Stephan ZWEIG : Le chandelier enterré

La première de ces trois « légendes » donne son titre au recueil ; mais nul dieu ou démon n'y agit ; il n'y a de combat qu'avec un objet, la menorah ; encore se résout-il par l'attente, une attente de 80 ans ; si peu d'inquiétude trouble et gêne l'esprit de Zweig. Les deux suivantes au contraire - l'une inspirée de la Bible, l'autre des livres hindous - montent d'idée en idée jusqu'à cette densité angoissante où Zweig se pose tranquillement et d'où il s'évapore plus tranquillement encore, sans trace pour nous comme pour lui. Brefs enchantements auxquels se dévoue le plus fugitif des firmaments : le Destin généralement nocturne, change avec l'élégante et tragique rapidité d'un nuage : on le regarde naître, errer, et se dissoudre, avec un air de s'unir à l'éternel dans le néant vigoureux du vent qui l'a porté.

 

 

La légende de Virata semble trahir et fixer enfin la hantise essentielle de Zweig ; cet enchanteur versatile s'obstine à damner les purs ; il les aime, les envie, les admire et surtout les méprise ; dans ses biographies de Nietzsche et Holderlin, il guettait, secrètement déçu de prévoir que ses héros échapperaient par la gloire à sa malédiction ; il les louait avec ressentiment, exaltait avec irritation ces élus chassés du paradis des mesquineries ; fasciné par ces anges « éblouissants de blancheur» (dernières pages de la vie de Holderlin), il désespérait de n'avoir pu saccager que leur plus douloureux secret, de n'avoir pu détruire leur nom. Dans l'imaginaire, il prend enfin sa revanche. Il accule le plus grand des guerriers, des juges et des saints, à des prodiges de vertu si monstrueux que tous, même ses chiens, abandonnent et oublient -« ce Virata dont le nom n'est point inscrit dans les chroniques des princes ni mentionné dans le livre des sages ».

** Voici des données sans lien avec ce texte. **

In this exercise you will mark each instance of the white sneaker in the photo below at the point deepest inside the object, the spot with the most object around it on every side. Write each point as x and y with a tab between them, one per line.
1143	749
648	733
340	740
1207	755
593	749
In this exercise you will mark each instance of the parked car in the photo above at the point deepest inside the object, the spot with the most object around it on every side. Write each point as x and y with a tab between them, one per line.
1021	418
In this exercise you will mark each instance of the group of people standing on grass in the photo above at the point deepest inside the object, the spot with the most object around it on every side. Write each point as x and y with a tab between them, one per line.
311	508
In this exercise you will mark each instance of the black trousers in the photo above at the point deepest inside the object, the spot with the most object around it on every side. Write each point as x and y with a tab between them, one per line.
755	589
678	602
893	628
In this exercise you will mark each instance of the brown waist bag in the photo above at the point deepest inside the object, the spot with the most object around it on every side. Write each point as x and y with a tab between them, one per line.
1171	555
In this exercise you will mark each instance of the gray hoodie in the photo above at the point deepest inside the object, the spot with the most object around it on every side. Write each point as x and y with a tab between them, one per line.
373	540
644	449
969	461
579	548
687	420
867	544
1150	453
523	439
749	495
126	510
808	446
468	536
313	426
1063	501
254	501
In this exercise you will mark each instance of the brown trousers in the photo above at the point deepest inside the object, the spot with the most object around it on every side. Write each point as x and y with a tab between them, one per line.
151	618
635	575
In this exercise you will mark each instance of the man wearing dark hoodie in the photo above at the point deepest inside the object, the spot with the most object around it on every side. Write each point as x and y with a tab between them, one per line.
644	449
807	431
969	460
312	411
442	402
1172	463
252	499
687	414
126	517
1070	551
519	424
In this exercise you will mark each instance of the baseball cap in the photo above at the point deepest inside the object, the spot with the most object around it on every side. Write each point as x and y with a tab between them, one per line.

Zweig ne sera pas libéré et devra haïr jusqu'à son dernier instant le génie qu'il porte et qui l'aime ; la pratique de la psychanalyse a créé en lui, de toutes pièces, un état psychanalytique ; en lui enseignant que de trop grands dons sont parfois malédiction intime, elle l'a persuadé qu'il faut toujours les craindre. Mais le génie n'a pas à s'effrayer de soi-même, si douloureux soit-il ; la sécurité, que Zweig demande en vain à des exorcismes, il peut se l'assurer par sa lucidité et surtout par sa fermeté ; s'il engendre l'inquiétude, il engendre aussi la force.